Der Spiegel's English-language coverage of the Iraq war logs is relatively thin, compared to the Times and The Guardian's packages, at least as of Friday evening. But it does feature a very thorough interactive map of casualties and "events," called "An Atlas of Horror." If that proves too hard to absorb, the map can also be collapsed into "One Day in Iraq," a day in November 2006 with several civilian deaths by IED attack as well as a surprising number of "criminal events (murders)" in which unidentified civilian corpses were discovered by coalition troops. Der Spiegel also, like Al Jazeera, embellishes on the story of the "Crazyhorse" apache helicopters, who were involved in several "dubious" attacks. And one feature in the package takes a step back and dicsusses the ethics of publishing the secret reports, analyzing the shifts in reactions of the U.S. government to this latest leak, as opposed to the previous leak of 75,000 reports from Afghanistan. - Lauren Kirchner

The Bureau of Investigative Journalism

The Bureau of Investigative Journalism, a U.K.-based nonprofit, had three months to analyze the Iraq war logs. The result is approximately twenty stories, all of which are published and freely distributable under a Creative Commons license. ("Steal our stories," the homepage blares.)

The site seems primarily concerned with documenting ostensible war crimes -- or at least bad behavior -- on the part of coalition soldiers. The lead story, titled "Biggest document leak in history exposes real war," calls the documents "the uncensored detail Washington did not want us to know." Other stories on the site emphasize civilian deaths and torture at coalition hands: an Apache helicopter crew that killed insurgents who were trying to surrender; Iraqi-instigated prisoner abuse that went uninvestigated by the U.S. military; and so on. A story dubbing December 2006 the war's bloodiest month notes that 3,784 people died during that time period, a body count that far exceeds that which was officially reported. There's also a Flash timeline of important events in the Iraq war, a glossary of relevant military terminology, and at least one article that is translated into Arabic. Justin Peters

Channel 4 (U.K.)

The U.K. television station Channel 4 will air a program about the documents on Monday. In advance of that, its website has published several articles and video clips reporting on and analyzing the data. The lead story features a graphic seven-minute video that claims the documents "expose the lie that the U.S. kept no body counts" in Iraq. Particularly affecting is an interview with the uncle of a boy who was killed by a Hellfire missile: "The children came towards us screaming 'Alawi has been blown to pieces.' We collected the remains bit by bit. His head was more than 100 metres away."

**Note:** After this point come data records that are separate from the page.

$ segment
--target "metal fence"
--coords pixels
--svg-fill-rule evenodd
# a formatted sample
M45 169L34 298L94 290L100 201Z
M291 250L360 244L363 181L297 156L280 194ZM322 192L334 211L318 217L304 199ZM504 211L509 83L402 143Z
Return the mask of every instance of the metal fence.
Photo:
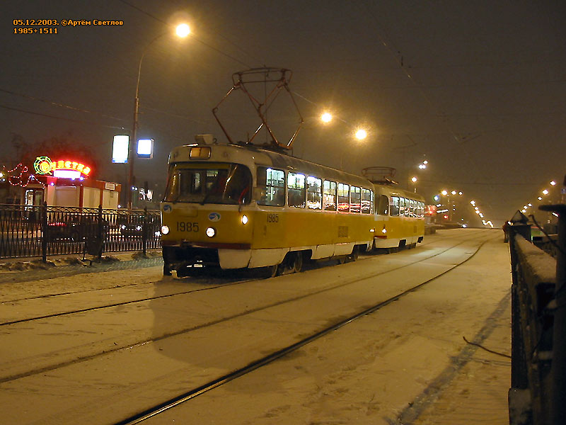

Other stories emphasize Iraqi-on-Iraqi tortrure that was apparently condoned by U.S. forces ("On 7 November 2005 George W Bush said: "Any activity we conduct is within the law. We do not torture..." The above examples of Iraq war logs may suggest that the former President's claim was inaccurate."), and report that more civilians were killed at checkpoints than insurgents. In another story, Channel 4 reports that it actually traveled to Iraq and found the two survivors of an incident in which a car came under fire for failing to stop at a checkpoint (the car's driver was killed), and notes the drastic difference between the survivors' version of events and the military's version of events.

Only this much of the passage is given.